A couple of weeks ago, I gave a paper at the conference How Do We Study Objects? organised by Artefacta, the Finnish Network for Artefact Analysis, in Helsinki. It was lovely to be talking about Mary to an interested audience of international academics including historians, curators, archaeologists, anthropologists, artists and designers, all of them investigating the myriad ways and means by which human beings relate to the material world. There is a real groundswell of interest in Mary that continues to grow, evidenced by several new projects emerging from the individual interests of the original MMQC team and some exciting conversations that have recently taken place. But more of that to come (hopefully).
My Helsinki paper focused on a dress in the stores at Platt Hall, which I first looked at a few months ago as part of my attempt to audit the entire collection, a rather overwhelming task, spread out as it is across three sites. The dress in question is an ordinary late 19th century day dress; bodice and skirt in mushroom-coloured shot silk, with lace collar and cuffs. The typically brief entry on the catalogue card identifies it as a wedding dress c.1896, although Miles (Curator of Costume at Platt) tells me there is nothing intrinsic to the dress to identify it as such.

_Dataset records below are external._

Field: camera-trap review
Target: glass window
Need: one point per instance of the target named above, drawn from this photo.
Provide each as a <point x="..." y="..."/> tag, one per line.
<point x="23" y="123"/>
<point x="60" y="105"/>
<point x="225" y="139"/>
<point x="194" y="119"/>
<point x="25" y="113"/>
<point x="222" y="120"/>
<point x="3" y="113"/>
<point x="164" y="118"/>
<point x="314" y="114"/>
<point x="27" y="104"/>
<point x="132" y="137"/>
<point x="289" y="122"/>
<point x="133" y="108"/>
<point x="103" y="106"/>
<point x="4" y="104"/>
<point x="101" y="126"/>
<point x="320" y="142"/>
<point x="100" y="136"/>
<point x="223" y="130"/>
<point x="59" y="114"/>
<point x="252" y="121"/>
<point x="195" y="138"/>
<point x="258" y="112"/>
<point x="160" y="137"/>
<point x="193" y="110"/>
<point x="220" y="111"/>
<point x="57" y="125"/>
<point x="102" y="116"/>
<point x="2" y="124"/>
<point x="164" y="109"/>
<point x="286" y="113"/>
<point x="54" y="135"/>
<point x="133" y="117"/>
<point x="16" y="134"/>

The day I first looked at it was typical of those spent with the collection, on my own in the quiet of the museum store. I love these days, they are almost meditative – the humdrum everyday world falls away as I slip into the reverie of close encounter with the tiny detail of material things. As I am not so well versed in historic clothing (ceramics being my curatorial thing) I don’t find the dress ordinary at all, but am captivated by things both familiar and alien about it – the narrowness of the waist, the heavy fall of the pleated skirt, the hidden secret of a pocket deep within one of the pleats. The sheer number of hooks and eyes everywhere, there are seventeen down the front of the bodice alone, to hold, shape and contain the female body. It is so ‘done up’.
This is the nature of looking at the collection in store, the sense of wonder that it engenders. I was having a nice day. Then I happened to look inside the neck, where the lace collar is sewn into place on a white cotton tape. I got such a shock I nearly dropped the whole thing. A name was written in the bottom corner of the tape. Throughout my investigation I had been idly speculating on things I knew – the dress was given by Mary Greg, the catalogue card was probably transcribed from one of the many lists supplied at the point of acquisition, the attribution (as with many other objects in the collection) probably supplied by her. Mary and Thomas Greg married in 1895. Wouldn’t it be wonderful if…
Written on the tape inside the neck was the name M.Hope.
For a fraction of a moment the dress in the museum store-room was transformed into a real, living, breathing person in my arms. It really felt as though I was holding Mary, not a museum specimen. It was slightly scary actually, I had to put it down and take a step back. And have a think about it. Could this really be Mary’s wedding dress? Or is this wishful thinking, the over-enthusiastic imaginative leap? Does it matter? In the moment when a name inside an old dress came together with a particular set of interests and historical knowledge, it became Mary’s wedding dress. Once I’d calmed down a bit, I began to think this through. If it was indeed, Mary’s dress, how was this not known? But then, little was known (or remembered, at least) about Mary before we embarked on this project. Few beyond the MMQC team would know enough to connect the names Hope and Greg, and although there are other objects in the collection that were made by or used by Mary, she didn’t make any attempt to claim authorship or ownership of them in the historical record. According to Miles, it could well be the kind of thing an older woman (she was 45 when she married), especially one of Liberal non-conformist views, might wear on her wedding day. It is thus not unreasonable to suggest that this could be Mary Greg’s wedding dress. Until we find a picture of her wearing it, it’s not possible to say anything more certain than this. It is her dress… but it might not be. As has been observed previously by others on this blog, there’s something quite thrilling about this ‘is it or isn’t it’ status. Objects are funny like this, they resist being pinned down entirely, that’s what’s so compelling about them.
So that’s what my paper was about. Not in itself a find of international significance, but one of great poignancy and personal meaning for those of us who have come to know Mary through her letters and collections. It was as Mrs Greg that Mary Hope built up her collections and provided so many museums with a founding legacy on which they continued to build. For me, it was a powerful instance of the capacity of material things to pack an unexpected punch; to transform themselves in a moment, from one thing to something utterly other; to give up, in the smallest of details, insights that can leave you reeling. A reminder that history is not only to be found in the written pages of archives and books, but is inscribed in the very stuff itself. And that museums are full of the echoes of real lives, once lived.